3. CONDITIONS OF LENDING

- See our Commitment Letter to you dated April 14, 1999, which you and we
  consider to be a part of this Master Agreement. The terms and conditions of
  the Commitment Letter continue following the making of the first Advance.
  However, if there is a conflict between the terms and conditions of this
  Master Agreement, any Schedule or any Note and the terms and conditions of
  the Commitment Letter, then you and we agree that the terms and conditions
  of this Master Agreement, the Schedules and the Notes control over the
  Commitment Letter terms and conditions.

- Before we disburse any proceeds of any Advance, we also require the
  following:

- That no payment is past due to us under any other agreement, loan or lease
  that you have with us.

- That you are complying with all terms of this Master Agreement.

- That we have received all the documents we requested, including the signed
  Schedule, Note and Delivery and Acceptance Certificate.

- That there has been no material adverse change in your financial condition,
  business, operations or prospects, from the financial condition that you
  disclosed to us in your application for credit.

4. REPRESENTATIONS AND WARRANTIES

You represent and warrant to us as follows:

- All financial information and other information that you have given us is
  true and complete.

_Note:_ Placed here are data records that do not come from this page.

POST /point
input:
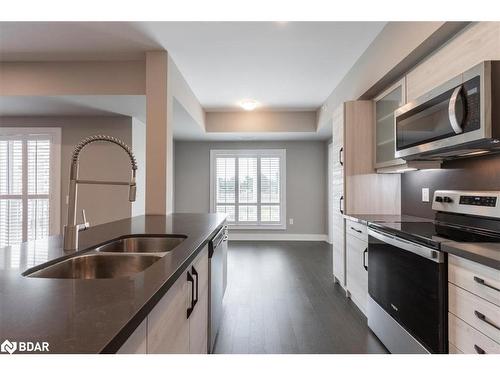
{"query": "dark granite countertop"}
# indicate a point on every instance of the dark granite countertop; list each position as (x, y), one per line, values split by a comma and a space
(93, 316)
(484, 253)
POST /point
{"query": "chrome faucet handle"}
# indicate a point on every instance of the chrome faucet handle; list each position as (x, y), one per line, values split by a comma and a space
(85, 224)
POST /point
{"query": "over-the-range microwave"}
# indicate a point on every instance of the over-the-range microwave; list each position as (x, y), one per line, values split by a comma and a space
(460, 118)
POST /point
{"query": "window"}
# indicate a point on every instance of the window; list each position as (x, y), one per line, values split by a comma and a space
(29, 184)
(249, 186)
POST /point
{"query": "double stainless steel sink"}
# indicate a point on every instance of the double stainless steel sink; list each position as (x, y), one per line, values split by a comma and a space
(122, 257)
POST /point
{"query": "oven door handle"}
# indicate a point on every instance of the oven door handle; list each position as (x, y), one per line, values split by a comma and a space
(423, 251)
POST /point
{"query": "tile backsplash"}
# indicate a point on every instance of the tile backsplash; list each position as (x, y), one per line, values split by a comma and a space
(479, 173)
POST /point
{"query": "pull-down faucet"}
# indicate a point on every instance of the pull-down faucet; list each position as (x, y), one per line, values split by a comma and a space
(71, 229)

You have not failed to tell us anything that would make
  the financial information not misleading. There has been no material
  adverse change in your financial condition, business, operations or
  prospects, from the financial condition that you disclosed to us in your
  application for credit.

- You have supplied us with information about the Collateral. You promise to
  us that the amount of our Advance as to each item of Collateral is no more
  than the fair and usual price for this kind of Collateral, taking into
  account any discounts, rebates and allowances that you or any affiliate of
  yours may have been given for the Collateral.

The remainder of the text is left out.